Der Begriff Antizipation leitet sich vom Lateinischen „anticipare“ ab, was vorwegnehmen bedeutet. Im sozialen Kontext ist Antizipation ein zweistufiger Prozess mit einer anfänglichen Vorhersage der Handlungen anderer, auf die eine eigene Handlung folgt, die die ursprüngliche Vorhersage berücksichtigt. Antizipation ist Teil eines umfassenden Konzepts der sozialen Responsivität oder der sogenannten sozialen Kompetenz. „Vorhersagen, was Sozialpartner in Zukunft tun werden, kann ein großer Vorteil in sozialen Interaktionen sein, wenn das eigene Verhalten dann adaptiv verändert werden kann“, erläutert Professor Jens Krause, Forscher an der HU Berlin und am IGB. Der Verhaltensökologe hat die Studie geleitet.
Am Beispiel von sich synchron im Schwarm bewegenden Fischen hat das Forschungsteam die Hypothese untersucht, ob Individuen die Bewegungen ihrer Nachbarn antizipieren, um die Reaktionszeit bei Richtungsänderungen der Sozialpartner zu minimieren. Außerdem nahmen die Forschenden auf der Grundlage von vorangegangenen Experimenten an, dass in Gruppen lebende Tiere die Orte im Lebensraum vorhersehen können, die ein Sozialpartner in der Zukunft aufsuchen wird.
Beim Fischschwarm ähnliche Mechanismen wie im Mannschaftssport
„Aus Studien weiß man, dass Profis im Ballsport verschiedene Anzeichen wie Körperhaltung oder Bewegungen ihrer Mitspielenden nutzen können, um die Flugkurve oder den Auftreffpunkt des Balls vorherzusagen, noch bevor der Ball geworfen oder getreten wird. Und zwar deutlich besser als Laien. Die Antizipation ist uns Menschen zwar angeboren, kann aber durch Training und Übung verbessert werden. Auch ein Fischschwarm bewegt sich sehr schnell und wir kennen bereits einige Aspekte, die das beeinflussen. Wir wussten bisher aber nicht, ob die Antizipation ein Teil dieses komplexen Prozesses ist“, sagt David Bierbach, Forscher im Exzellenzcluster und Hauptautor der Studie.
Die Forschenden ließen lebende Guppys (Poecilia reticulata) wiederholt mit einem Roboterfisch interagieren, der sich zuvor als akzeptierter Artgenosse erwiesen hat.

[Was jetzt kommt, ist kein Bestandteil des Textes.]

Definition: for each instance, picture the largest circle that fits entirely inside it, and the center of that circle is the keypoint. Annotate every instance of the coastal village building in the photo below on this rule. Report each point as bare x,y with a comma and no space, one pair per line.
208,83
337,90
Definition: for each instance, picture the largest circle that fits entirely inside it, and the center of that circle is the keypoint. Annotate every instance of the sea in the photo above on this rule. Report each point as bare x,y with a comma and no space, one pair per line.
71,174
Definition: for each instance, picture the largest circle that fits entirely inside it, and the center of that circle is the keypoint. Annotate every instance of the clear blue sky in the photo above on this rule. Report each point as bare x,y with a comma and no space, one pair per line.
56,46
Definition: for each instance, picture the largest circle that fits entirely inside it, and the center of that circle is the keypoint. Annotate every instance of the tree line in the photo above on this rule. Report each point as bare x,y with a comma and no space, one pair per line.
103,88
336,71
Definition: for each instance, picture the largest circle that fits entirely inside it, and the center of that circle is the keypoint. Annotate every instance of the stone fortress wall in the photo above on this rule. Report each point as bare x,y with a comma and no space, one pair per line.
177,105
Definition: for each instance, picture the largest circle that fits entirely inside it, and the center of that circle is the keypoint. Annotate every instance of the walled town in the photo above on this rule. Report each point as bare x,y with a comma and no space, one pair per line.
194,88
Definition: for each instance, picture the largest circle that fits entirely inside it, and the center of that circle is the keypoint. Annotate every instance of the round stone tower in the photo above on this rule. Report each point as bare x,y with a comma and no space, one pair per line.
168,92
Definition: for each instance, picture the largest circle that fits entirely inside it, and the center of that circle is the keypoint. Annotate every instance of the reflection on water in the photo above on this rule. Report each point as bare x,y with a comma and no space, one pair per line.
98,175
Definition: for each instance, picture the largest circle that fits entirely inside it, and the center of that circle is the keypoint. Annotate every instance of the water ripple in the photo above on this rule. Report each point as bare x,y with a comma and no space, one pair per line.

Der Roboterfisch schwamm immer die gleiche Zickzackbahn im Versuchsbecken ab, die in einer der Ecken endete, was den lebenden Fischen die Möglichkeit gab, in drei aufeinanderfolgenden Versuchen sowohl die Lage des Endziels als auch die spezifische Drehungen des Roboters zu erlernen. Die Reaktionen der lebenden Fische wurden in eine allgemeine Antizipation eingeteilt, definiert als relative Zeit bis zum Erreichen der endgültigen Position des Roboterfischs. Außerdem bestimmten die Forschenden die lokale Antizipation, also Zeitpunkt und Ort der Drehungen des lebenden Fisches im Verhältnis zu den Drehungen des Roboterfischs.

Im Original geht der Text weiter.